The growing tidal wave of data security risk threatens to overwhelm SOC teams. Kurtz echoed the gravity of the challenge in a recent interview, “One of the main security problems is the data problem, and it’s one of the reasons why I started CrowdStrike. That’s why I created the architecture we have, and it’s very difficult for SOC teams to sort through these huge data and volumes to find threats.
That’s where agent AI has an impact
The most significant payoff from agent AI will come from supplementing SOC analysts and teams with automation of routine tasks while giving them more intelligence tools to learn from.
VentureBeat sees agent AI impacting the following areas:
Achieve efficiency gains at scale for the most routine, repetitive tasks. Agent AI pilot and production systems deliver improved efficiency by automating routine tasks at scale. Vasu Jakkal, corporate vice president of Microsoft, shared with VentureBeat in a recent interview the results of research completed by his company on Security Copilot productivity gains. “The study showed that early career professionals using Security Copilot were 26% faster and 35% more accurate. Seasoned professionals using the tool were 22% faster and 7% more accurate. precisely, with 90% expressing a desire to use it again,” said Sakkal.
Threat detection, analytics and real-time intelligence, while also detecting anomalies in large amounts of data. Agent AI apps and the platforms that support them are effective at identifying potential threats and anomalies that people might miss. And human-in-the-loop design helps keep AI agent models constantly learning and improving their ability to detect threats.

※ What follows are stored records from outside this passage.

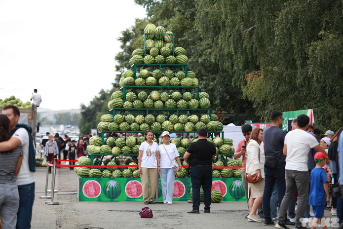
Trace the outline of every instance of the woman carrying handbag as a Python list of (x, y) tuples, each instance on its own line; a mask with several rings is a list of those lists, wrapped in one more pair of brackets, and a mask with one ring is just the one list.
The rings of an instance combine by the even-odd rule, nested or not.
[(255, 179), (247, 177), (246, 182), (251, 181), (248, 184), (249, 210), (248, 220), (262, 222), (262, 220), (256, 216), (256, 211), (262, 202), (265, 189), (265, 157), (262, 154), (263, 150), (260, 146), (262, 142), (263, 130), (259, 128), (253, 130), (247, 146), (245, 153), (247, 158), (247, 177), (256, 177)]
[(158, 152), (161, 156), (160, 165), (162, 194), (163, 196), (163, 203), (171, 204), (174, 193), (175, 172), (181, 171), (181, 162), (176, 146), (169, 142), (169, 132), (164, 131), (161, 136), (163, 144), (158, 146)]

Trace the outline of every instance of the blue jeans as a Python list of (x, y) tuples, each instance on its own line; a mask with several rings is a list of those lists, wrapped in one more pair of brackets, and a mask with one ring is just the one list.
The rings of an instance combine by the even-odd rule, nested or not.
[(272, 218), (277, 217), (277, 186), (276, 183), (274, 185), (270, 198), (270, 217)]
[(204, 191), (204, 210), (210, 210), (211, 207), (211, 188), (212, 186), (212, 167), (209, 166), (195, 166), (191, 170), (191, 181), (192, 183), (193, 195), (193, 210), (199, 210), (200, 206), (200, 188)]
[(304, 216), (308, 199), (309, 175), (308, 171), (286, 170), (286, 192), (279, 208), (279, 221), (284, 223), (286, 212), (298, 189), (298, 207), (296, 213), (296, 226), (301, 226), (300, 218)]
[(174, 194), (174, 182), (175, 181), (175, 173), (173, 168), (161, 168), (161, 183), (163, 202), (173, 201)]
[(31, 228), (32, 206), (35, 200), (35, 182), (29, 185), (18, 185), (19, 210), (18, 211), (17, 229)]
[(285, 168), (268, 169), (265, 168), (265, 190), (263, 192), (263, 218), (271, 219), (270, 198), (274, 186), (276, 184), (277, 189), (277, 201), (281, 204), (286, 191), (285, 181)]

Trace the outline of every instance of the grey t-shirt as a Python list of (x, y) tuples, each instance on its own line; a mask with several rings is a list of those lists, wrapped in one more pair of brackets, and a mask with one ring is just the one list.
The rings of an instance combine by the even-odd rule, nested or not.
[(14, 173), (19, 156), (23, 155), (21, 147), (11, 151), (0, 152), (0, 184), (14, 182), (17, 179)]

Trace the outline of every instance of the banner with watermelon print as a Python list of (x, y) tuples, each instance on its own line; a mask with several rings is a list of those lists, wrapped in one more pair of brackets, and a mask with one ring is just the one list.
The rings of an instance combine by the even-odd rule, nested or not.
[[(142, 201), (140, 178), (91, 178), (77, 176), (77, 195), (79, 201)], [(224, 201), (246, 201), (241, 178), (213, 178), (212, 190), (220, 191)], [(173, 201), (191, 199), (191, 178), (175, 178)], [(163, 201), (161, 181), (158, 199)]]

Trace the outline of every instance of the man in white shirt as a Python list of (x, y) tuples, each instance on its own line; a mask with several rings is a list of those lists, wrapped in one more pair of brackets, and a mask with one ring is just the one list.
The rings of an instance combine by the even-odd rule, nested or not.
[(287, 155), (285, 169), (286, 192), (279, 208), (278, 221), (275, 228), (288, 229), (285, 225), (285, 216), (287, 207), (298, 189), (298, 206), (296, 213), (295, 229), (307, 228), (302, 225), (300, 219), (304, 216), (308, 198), (309, 174), (307, 168), (307, 155), (311, 148), (317, 152), (326, 153), (319, 146), (315, 138), (306, 132), (309, 118), (305, 114), (297, 117), (298, 128), (289, 132), (285, 137), (283, 154)]
[[(3, 108), (2, 114), (6, 114), (10, 121), (9, 131), (14, 131), (20, 115), (19, 109), (13, 105)], [(30, 164), (31, 155), (29, 154), (30, 139), (29, 133), (25, 128), (15, 130), (11, 138), (0, 143), (0, 152), (8, 151), (20, 146), (23, 151), (23, 161), (19, 173), (17, 176), (17, 184), (19, 193), (19, 209), (17, 219), (17, 229), (30, 229), (32, 216), (32, 207), (35, 199), (34, 166)]]
[(40, 95), (37, 93), (37, 89), (34, 90), (34, 93), (32, 93), (31, 98), (30, 100), (32, 101), (33, 99), (34, 100), (34, 103), (32, 104), (34, 104), (37, 107), (39, 107), (40, 105), (40, 102), (41, 102), (41, 96), (40, 96)]

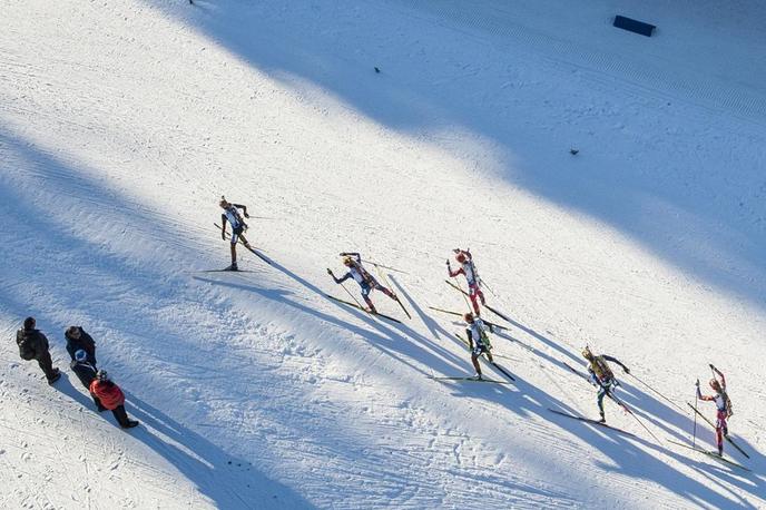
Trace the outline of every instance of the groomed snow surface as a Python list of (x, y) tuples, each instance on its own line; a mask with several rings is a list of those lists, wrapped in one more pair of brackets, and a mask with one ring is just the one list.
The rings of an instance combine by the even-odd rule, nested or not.
[[(766, 507), (763, 2), (0, 10), (1, 508)], [(268, 218), (248, 237), (273, 266), (197, 272), (228, 264), (222, 194)], [(514, 384), (429, 379), (472, 374), (429, 308), (467, 310), (459, 246), (512, 320), (485, 313)], [(326, 274), (348, 251), (405, 272), (384, 276), (412, 320), (324, 296), (348, 298)], [(18, 356), (27, 315), (52, 388)], [(71, 324), (138, 429), (94, 410)], [(548, 411), (598, 416), (563, 365), (586, 344), (669, 399), (618, 370), (648, 431)], [(708, 363), (752, 472), (668, 442)]]

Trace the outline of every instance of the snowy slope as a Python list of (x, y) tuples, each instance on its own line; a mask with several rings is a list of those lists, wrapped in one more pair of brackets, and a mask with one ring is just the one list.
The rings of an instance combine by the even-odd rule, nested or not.
[[(81, 324), (143, 426), (3, 343), (0, 506), (766, 506), (763, 6), (6, 3), (0, 330), (35, 315), (65, 367)], [(274, 266), (195, 273), (228, 263), (222, 194)], [(471, 372), (429, 308), (465, 307), (456, 246), (514, 385), (428, 379)], [(324, 297), (343, 251), (405, 271), (413, 320)], [(667, 443), (693, 415), (631, 377), (660, 444), (550, 413), (597, 414), (586, 343), (680, 409), (721, 367), (754, 472)]]

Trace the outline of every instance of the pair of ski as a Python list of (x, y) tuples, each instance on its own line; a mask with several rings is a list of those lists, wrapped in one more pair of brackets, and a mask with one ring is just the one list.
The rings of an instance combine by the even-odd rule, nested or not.
[[(668, 442), (669, 442), (669, 443), (672, 443), (672, 444), (676, 444), (676, 445), (678, 445), (678, 447), (688, 448), (689, 450), (694, 450), (694, 451), (699, 452), (699, 453), (704, 453), (704, 454), (706, 454), (707, 457), (711, 458), (713, 460), (716, 460), (716, 461), (721, 462), (721, 463), (724, 463), (724, 464), (731, 465), (731, 467), (734, 467), (734, 468), (739, 468), (739, 469), (745, 470), (745, 471), (750, 471), (748, 468), (745, 468), (743, 464), (737, 463), (737, 462), (735, 462), (735, 461), (733, 461), (733, 460), (729, 460), (729, 459), (727, 459), (727, 458), (725, 458), (725, 457), (723, 457), (723, 455), (719, 455), (718, 452), (716, 452), (716, 451), (713, 451), (713, 450), (705, 450), (704, 448), (699, 448), (699, 447), (696, 447), (696, 445), (681, 443), (681, 442), (678, 442), (678, 441), (674, 441), (674, 440), (671, 440), (671, 439), (669, 439)], [(742, 451), (742, 450), (740, 450), (740, 451)]]
[[(716, 428), (716, 425), (714, 425), (713, 422), (711, 422), (710, 420), (708, 420), (707, 416), (706, 416), (705, 414), (703, 414), (701, 412), (699, 412), (699, 410), (698, 410), (697, 408), (695, 408), (694, 405), (691, 405), (691, 404), (688, 403), (688, 402), (686, 403), (686, 405), (688, 405), (689, 408), (691, 408), (691, 410), (693, 410), (694, 412), (696, 412), (697, 414), (699, 414), (699, 416), (700, 416), (703, 420), (705, 420), (705, 421), (707, 422), (708, 425), (713, 426), (714, 429)], [(737, 443), (735, 443), (734, 440), (733, 440), (731, 438), (729, 438), (728, 435), (724, 435), (724, 439), (725, 439), (726, 441), (728, 441), (729, 444), (731, 444), (734, 448), (736, 448), (737, 450), (739, 450), (739, 453), (742, 453), (743, 455), (747, 457), (748, 459), (750, 458), (750, 455), (748, 455), (747, 452), (745, 452), (745, 450), (743, 450), (742, 448), (739, 448), (739, 445), (738, 445)]]
[[(471, 296), (468, 292), (463, 291), (460, 286), (455, 285), (454, 283), (450, 282), (449, 279), (445, 279), (444, 283), (446, 283), (449, 286), (451, 286), (455, 291), (461, 292), (464, 296), (467, 296), (467, 297)], [(500, 312), (499, 310), (493, 308), (492, 306), (490, 306), (488, 304), (482, 304), (482, 306), (484, 308), (489, 310), (490, 312), (492, 312), (493, 314), (495, 314), (497, 316), (499, 316), (500, 318), (502, 318), (503, 321), (508, 322), (509, 324), (513, 324), (513, 321), (511, 321), (508, 315)], [(487, 323), (487, 321), (484, 321), (484, 323)]]
[[(214, 223), (213, 225), (215, 225), (215, 227), (218, 228), (218, 231), (222, 229), (222, 227), (220, 227), (217, 223)], [(232, 238), (232, 236), (229, 235), (228, 232), (226, 233), (226, 238), (227, 238), (227, 239), (230, 239), (230, 238)], [(255, 255), (256, 257), (261, 258), (263, 262), (265, 262), (266, 264), (268, 264), (269, 266), (273, 265), (273, 264), (272, 264), (272, 261), (269, 261), (268, 258), (266, 258), (266, 256), (265, 256), (264, 254), (259, 253), (256, 248), (251, 248), (251, 247), (245, 246), (245, 243), (242, 242), (242, 238), (238, 238), (238, 239), (237, 239), (237, 243), (240, 244), (245, 249), (247, 249), (248, 252), (251, 252), (253, 255)], [(222, 269), (222, 271), (227, 271), (227, 269)], [(232, 269), (228, 269), (228, 271), (232, 271)]]
[[(463, 339), (459, 333), (455, 333), (455, 337), (456, 337), (463, 345), (465, 345), (467, 349), (470, 349), (469, 342), (468, 342), (465, 339)], [(515, 381), (515, 377), (514, 377), (513, 375), (511, 375), (511, 373), (510, 373), (508, 370), (505, 370), (503, 366), (499, 365), (499, 364), (498, 364), (497, 362), (494, 362), (494, 361), (489, 361), (489, 360), (485, 357), (484, 354), (481, 355), (480, 360), (483, 361), (484, 363), (487, 363), (487, 364), (493, 366), (494, 369), (497, 369), (497, 370), (498, 370), (499, 372), (501, 372), (504, 376), (507, 376), (507, 377), (509, 379), (509, 381), (498, 381), (498, 380), (494, 380), (494, 379), (485, 379), (485, 377), (479, 379), (479, 376), (475, 376), (475, 375), (472, 376), (472, 377), (465, 377), (465, 376), (434, 376), (434, 375), (430, 375), (429, 379), (433, 379), (434, 381), (471, 381), (471, 382), (488, 382), (488, 383), (494, 383), (494, 384), (511, 384), (512, 382)]]
[(432, 379), (434, 381), (470, 381), (470, 382), (489, 382), (489, 383), (494, 383), (494, 384), (512, 384), (511, 381), (498, 381), (494, 379), (487, 379), (487, 377), (479, 379), (475, 375), (473, 375), (473, 376), (454, 376), (454, 377), (429, 375), (429, 379)]
[[(578, 371), (577, 369), (574, 369), (572, 365), (570, 365), (570, 364), (567, 363), (567, 362), (564, 362), (563, 364), (567, 366), (567, 369), (571, 370), (571, 371), (574, 372), (577, 375), (579, 375), (580, 377), (582, 377), (582, 379), (585, 379), (586, 381), (588, 381), (588, 383), (590, 383), (590, 380), (588, 379), (588, 376), (587, 376), (586, 374), (581, 373), (580, 371)], [(646, 430), (646, 431), (649, 433), (649, 435), (651, 435), (651, 437), (654, 438), (654, 440), (657, 442), (657, 444), (660, 443), (660, 440), (657, 438), (657, 435), (655, 435), (654, 432), (651, 432), (651, 431), (649, 430), (649, 428), (648, 428), (641, 420), (639, 420), (639, 418), (636, 415), (636, 413), (634, 413), (634, 411), (632, 411), (630, 408), (628, 408), (628, 405), (627, 405), (625, 402), (622, 402), (622, 401), (619, 400), (617, 396), (615, 396), (613, 394), (611, 394), (611, 392), (607, 392), (607, 396), (609, 396), (609, 399), (611, 399), (611, 401), (615, 402), (617, 405), (619, 405), (620, 408), (622, 408), (622, 410), (623, 410), (626, 413), (628, 413), (628, 414), (630, 414), (631, 416), (634, 416), (634, 419), (636, 420), (636, 422), (637, 422), (639, 425), (641, 425), (641, 426), (644, 428), (644, 430)]]
[(385, 314), (382, 314), (382, 313), (380, 313), (380, 312), (371, 312), (371, 311), (369, 311), (367, 308), (357, 305), (356, 303), (352, 303), (351, 301), (341, 300), (341, 298), (338, 298), (338, 297), (331, 296), (330, 294), (325, 294), (325, 296), (326, 296), (326, 297), (330, 297), (330, 298), (333, 300), (333, 301), (337, 301), (338, 303), (343, 303), (344, 305), (353, 306), (354, 308), (357, 308), (357, 310), (361, 310), (361, 311), (363, 311), (363, 312), (366, 312), (366, 313), (369, 313), (370, 315), (373, 315), (373, 316), (376, 316), (376, 317), (387, 318), (389, 321), (392, 321), (392, 322), (395, 322), (395, 323), (399, 323), (399, 324), (402, 323), (402, 321), (400, 321), (399, 318), (394, 318), (394, 317), (392, 317), (392, 316), (390, 316), (390, 315), (385, 315)]

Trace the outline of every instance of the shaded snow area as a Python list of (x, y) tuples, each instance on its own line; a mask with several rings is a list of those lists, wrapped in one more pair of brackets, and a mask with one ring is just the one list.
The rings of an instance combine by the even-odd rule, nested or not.
[[(0, 11), (0, 508), (766, 507), (763, 2)], [(273, 265), (200, 272), (222, 195)], [(468, 310), (455, 247), (512, 384), (430, 379), (473, 375), (431, 308)], [(412, 318), (328, 300), (341, 252), (399, 269), (367, 264)], [(94, 409), (72, 324), (140, 426)], [(586, 344), (631, 370), (621, 432), (549, 411), (598, 419)], [(752, 471), (670, 442), (715, 449), (709, 363)]]

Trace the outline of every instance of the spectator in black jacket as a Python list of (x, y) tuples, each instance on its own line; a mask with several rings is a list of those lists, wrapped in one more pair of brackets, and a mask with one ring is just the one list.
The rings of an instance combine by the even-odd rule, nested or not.
[(63, 336), (67, 339), (67, 352), (72, 361), (75, 361), (75, 353), (81, 349), (88, 354), (88, 363), (96, 366), (96, 342), (82, 326), (67, 327)]
[(50, 359), (48, 339), (35, 328), (35, 317), (24, 318), (22, 330), (16, 332), (16, 344), (19, 346), (19, 355), (22, 360), (37, 360), (37, 363), (46, 374), (48, 384), (53, 384), (61, 376), (61, 372), (53, 367)]
[[(96, 370), (95, 365), (88, 362), (88, 353), (82, 349), (75, 351), (75, 360), (72, 360), (69, 367), (72, 370), (72, 372), (75, 372), (75, 375), (77, 375), (77, 379), (80, 380), (88, 392), (90, 392), (90, 383), (94, 382), (94, 379), (96, 379), (98, 370)], [(96, 408), (99, 412), (107, 410), (104, 405), (101, 405), (101, 401), (98, 400), (98, 396), (94, 395), (92, 393), (90, 393), (90, 396), (92, 396), (94, 402), (96, 402)]]

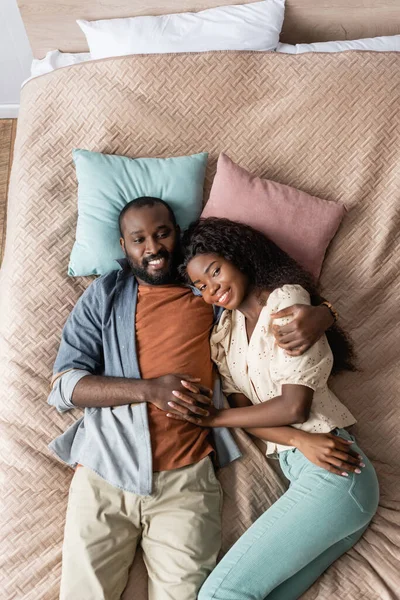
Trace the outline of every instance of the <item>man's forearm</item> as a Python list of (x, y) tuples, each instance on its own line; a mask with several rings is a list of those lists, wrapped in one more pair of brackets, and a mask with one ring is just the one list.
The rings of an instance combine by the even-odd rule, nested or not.
[(151, 380), (88, 375), (76, 384), (72, 402), (81, 408), (106, 408), (147, 402)]
[(296, 446), (301, 435), (295, 427), (253, 427), (246, 431), (260, 440), (282, 446)]

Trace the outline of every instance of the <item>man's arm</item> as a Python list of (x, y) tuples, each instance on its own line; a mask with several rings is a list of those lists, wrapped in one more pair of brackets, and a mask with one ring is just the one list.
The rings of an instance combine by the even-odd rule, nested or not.
[[(165, 375), (155, 379), (88, 375), (80, 379), (75, 385), (71, 401), (74, 406), (81, 408), (106, 408), (138, 402), (151, 402), (160, 410), (172, 412), (173, 407), (169, 405), (169, 402), (177, 403), (177, 398), (172, 392), (186, 391), (182, 385), (183, 380), (196, 383), (199, 386), (200, 380), (187, 374)], [(202, 390), (202, 395), (199, 396), (197, 401), (192, 399), (190, 412), (194, 415), (208, 416), (209, 413), (206, 407), (212, 404), (211, 395), (208, 394), (206, 388), (199, 387)], [(201, 404), (203, 408), (197, 406), (197, 403)], [(184, 406), (187, 407), (187, 401)]]
[[(172, 391), (184, 391), (183, 379), (199, 382), (198, 379), (187, 374), (150, 380), (97, 374), (102, 372), (104, 365), (102, 307), (105, 293), (98, 282), (100, 280), (94, 281), (80, 297), (64, 326), (49, 404), (65, 412), (75, 407), (103, 408), (152, 402), (161, 410), (173, 411), (173, 407), (168, 406), (169, 401), (176, 402)], [(200, 404), (210, 404), (204, 389), (202, 395), (205, 399)], [(195, 406), (194, 401), (190, 412), (201, 416), (208, 414), (204, 408)]]
[(271, 315), (272, 319), (284, 317), (293, 320), (287, 325), (273, 325), (272, 332), (278, 346), (290, 356), (306, 352), (335, 323), (331, 309), (325, 304), (294, 304)]

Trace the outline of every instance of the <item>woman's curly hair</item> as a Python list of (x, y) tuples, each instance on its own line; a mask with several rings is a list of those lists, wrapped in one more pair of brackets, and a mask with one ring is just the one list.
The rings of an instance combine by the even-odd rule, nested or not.
[[(187, 265), (198, 254), (217, 254), (244, 273), (251, 287), (262, 292), (283, 285), (301, 285), (317, 306), (323, 301), (314, 277), (286, 252), (259, 231), (229, 221), (210, 217), (193, 223), (182, 237), (183, 263), (180, 274), (189, 281)], [(334, 363), (332, 374), (355, 371), (353, 343), (337, 323), (327, 331)]]

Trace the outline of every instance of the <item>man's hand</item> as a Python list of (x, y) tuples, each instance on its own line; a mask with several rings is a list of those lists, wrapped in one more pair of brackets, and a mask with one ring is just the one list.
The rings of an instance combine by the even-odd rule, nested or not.
[(294, 304), (271, 315), (272, 319), (293, 317), (287, 325), (272, 325), (278, 346), (290, 356), (300, 356), (308, 350), (334, 323), (331, 311), (325, 305)]
[[(175, 398), (168, 402), (170, 408), (167, 417), (177, 421), (188, 421), (201, 427), (211, 427), (212, 418), (217, 412), (212, 403), (212, 390), (199, 386), (193, 378), (191, 381), (186, 378), (181, 384), (186, 389), (176, 389), (172, 392)], [(198, 404), (207, 408), (199, 408)]]
[[(194, 386), (194, 384), (196, 384)], [(200, 379), (186, 374), (164, 375), (149, 380), (148, 402), (175, 417), (199, 424), (212, 406), (212, 390), (200, 385)], [(195, 389), (196, 393), (187, 390)]]
[(322, 469), (348, 477), (365, 467), (362, 456), (351, 449), (353, 442), (332, 433), (307, 433), (297, 430), (294, 445), (304, 456)]

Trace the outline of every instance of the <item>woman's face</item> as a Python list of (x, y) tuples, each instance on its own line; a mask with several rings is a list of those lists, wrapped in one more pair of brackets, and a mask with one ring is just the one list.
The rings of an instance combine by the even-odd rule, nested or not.
[(218, 254), (198, 254), (189, 262), (187, 272), (207, 304), (235, 310), (246, 297), (246, 275)]

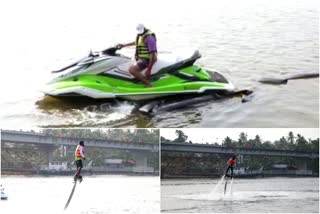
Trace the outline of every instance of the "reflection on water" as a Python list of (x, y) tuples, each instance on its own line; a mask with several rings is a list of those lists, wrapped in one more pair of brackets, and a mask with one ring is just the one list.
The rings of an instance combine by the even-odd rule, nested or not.
[(319, 178), (234, 179), (225, 195), (219, 180), (161, 180), (161, 211), (319, 212)]
[(3, 177), (1, 213), (159, 213), (159, 177), (97, 176), (77, 184), (68, 209), (70, 177)]
[[(144, 9), (148, 2), (140, 0), (140, 4), (131, 4), (132, 8), (125, 10), (125, 16), (117, 10), (106, 13), (104, 8), (110, 5), (104, 2), (76, 2), (77, 10), (72, 3), (64, 4), (63, 9), (55, 2), (37, 3), (39, 10), (34, 16), (25, 14), (29, 10), (22, 10), (17, 11), (19, 17), (12, 19), (12, 14), (5, 13), (9, 21), (3, 26), (4, 31), (8, 28), (14, 32), (0, 41), (4, 43), (4, 56), (0, 57), (6, 59), (2, 62), (0, 84), (0, 126), (318, 126), (317, 78), (292, 80), (279, 86), (257, 81), (261, 77), (318, 71), (317, 1), (200, 1), (170, 2), (171, 7), (159, 6), (159, 10), (151, 12)], [(123, 3), (116, 1), (112, 5), (123, 8)], [(34, 4), (22, 3), (21, 8)], [(8, 3), (10, 6), (17, 9)], [(138, 6), (145, 13), (136, 14), (134, 8)], [(59, 17), (52, 8), (59, 8)], [(166, 16), (161, 15), (161, 8), (166, 10)], [(156, 18), (160, 15), (161, 19)], [(39, 17), (46, 24), (39, 26), (35, 21)], [(194, 46), (203, 56), (196, 62), (198, 65), (220, 71), (239, 89), (253, 90), (254, 99), (241, 103), (232, 98), (148, 117), (132, 111), (134, 105), (128, 102), (71, 103), (43, 96), (41, 88), (50, 79), (51, 70), (81, 58), (90, 49), (101, 50), (134, 39), (134, 26), (141, 20), (147, 20), (145, 24), (156, 32), (160, 54)], [(16, 35), (20, 35), (19, 39)], [(123, 53), (132, 55), (133, 50)]]

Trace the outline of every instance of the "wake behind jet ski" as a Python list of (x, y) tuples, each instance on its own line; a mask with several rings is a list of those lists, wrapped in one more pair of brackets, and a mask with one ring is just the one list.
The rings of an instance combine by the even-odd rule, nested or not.
[(151, 70), (153, 87), (147, 88), (128, 72), (133, 61), (116, 53), (117, 50), (118, 47), (112, 47), (90, 53), (78, 62), (54, 71), (56, 76), (47, 83), (43, 92), (54, 97), (85, 96), (139, 101), (235, 89), (222, 74), (194, 65), (201, 57), (197, 50), (182, 55), (160, 54)]

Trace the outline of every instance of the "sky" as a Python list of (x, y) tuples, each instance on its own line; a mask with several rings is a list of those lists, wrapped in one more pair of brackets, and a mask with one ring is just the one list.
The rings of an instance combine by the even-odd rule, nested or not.
[[(177, 129), (161, 129), (160, 135), (173, 140), (176, 138), (175, 131)], [(260, 135), (263, 141), (274, 142), (282, 136), (287, 136), (290, 131), (296, 136), (301, 134), (306, 139), (319, 138), (319, 129), (316, 128), (188, 128), (182, 130), (187, 136), (188, 141), (193, 143), (218, 143), (229, 136), (233, 140), (237, 140), (241, 132), (248, 134), (248, 139), (254, 138), (257, 134)]]

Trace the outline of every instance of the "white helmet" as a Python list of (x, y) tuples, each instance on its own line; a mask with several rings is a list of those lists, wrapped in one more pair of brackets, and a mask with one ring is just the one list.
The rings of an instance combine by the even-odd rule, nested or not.
[(137, 33), (142, 34), (145, 31), (146, 27), (143, 24), (138, 24), (136, 27)]

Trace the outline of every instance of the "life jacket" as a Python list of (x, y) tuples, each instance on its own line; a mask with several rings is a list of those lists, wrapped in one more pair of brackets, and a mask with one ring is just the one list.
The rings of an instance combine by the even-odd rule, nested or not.
[[(78, 145), (76, 150), (74, 151), (74, 156), (75, 156), (76, 160), (82, 160), (82, 156), (81, 156), (81, 153), (80, 153), (80, 148), (81, 147), (82, 147), (81, 145)], [(83, 147), (82, 147), (82, 152), (84, 152)]]
[(152, 35), (157, 40), (156, 35), (151, 30), (146, 30), (142, 35), (138, 34), (136, 38), (136, 59), (150, 59), (148, 46), (144, 43), (144, 39), (148, 35)]
[(229, 166), (233, 166), (234, 163), (235, 163), (235, 161), (234, 161), (232, 158), (230, 158), (230, 159), (228, 160)]

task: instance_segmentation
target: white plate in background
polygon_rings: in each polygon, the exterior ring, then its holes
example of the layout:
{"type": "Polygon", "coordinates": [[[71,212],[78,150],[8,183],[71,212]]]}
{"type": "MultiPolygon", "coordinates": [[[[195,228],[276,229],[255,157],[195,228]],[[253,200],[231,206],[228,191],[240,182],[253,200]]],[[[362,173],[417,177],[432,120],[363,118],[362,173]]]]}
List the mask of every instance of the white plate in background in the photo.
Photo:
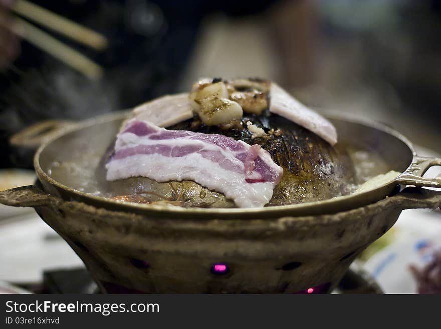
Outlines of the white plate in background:
{"type": "MultiPolygon", "coordinates": [[[[420,156],[440,157],[430,150],[417,146],[415,149],[420,156]]],[[[439,168],[432,167],[426,175],[434,177],[439,172],[439,168]]],[[[390,244],[369,258],[363,267],[386,293],[416,293],[417,282],[409,266],[422,268],[441,248],[441,210],[403,210],[391,231],[390,244]]]]}

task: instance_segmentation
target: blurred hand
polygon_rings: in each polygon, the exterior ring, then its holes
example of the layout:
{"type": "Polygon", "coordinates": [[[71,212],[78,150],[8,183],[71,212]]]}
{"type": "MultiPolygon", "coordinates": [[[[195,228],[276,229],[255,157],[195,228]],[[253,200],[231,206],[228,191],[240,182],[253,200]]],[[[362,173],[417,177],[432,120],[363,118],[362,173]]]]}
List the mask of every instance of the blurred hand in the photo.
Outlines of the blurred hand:
{"type": "Polygon", "coordinates": [[[14,18],[10,8],[15,0],[0,0],[0,69],[7,67],[18,56],[20,44],[13,33],[14,18]]]}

Help SOCs facilitate incident response. At the core of the design of every agent AI app, system and platform is the ability to identify and isolate critical incident response tasks in real time to resolve threats faster. VentureBeat recently spoke Torque CTO Eldad Livni about his company’s multi-agent system, which he describes as “transforming SOC operations by breaking down complex workflows into specialized, connected tasks managed by dedicated agents.This approach ensures that each alert is tested, investigated and resolved with accuracy, reducing human error and enabling SOC teams to scale operations efficiently.
Continuous Learning. Agentic AI strengthens detection engineering in SOCs, where systems analyze large amounts of threat intelligence data at scale. LLMs are trained to help security teams differentiate real threats from false positives, delivering real-time, contextual insights that save SOC analysts valuable time. VentureBeat has learned that these capabilities are driving measurable improvements in threat response.
The success of Agentic’s AI is completely dependent on human collaboration
“It’s not about replacing people; it’s about adding people,” Elia ZaitsevCTO of CrowdStrike, told VentureBeat in a early interview. “This person assisted by AI, which I think is an important concept…I think a lot of people in technology – and I say this as a CTO, I need everything about technology – the focus sometimes goes too far very much to want to replace people. I think that is very wrong, especially in cyber.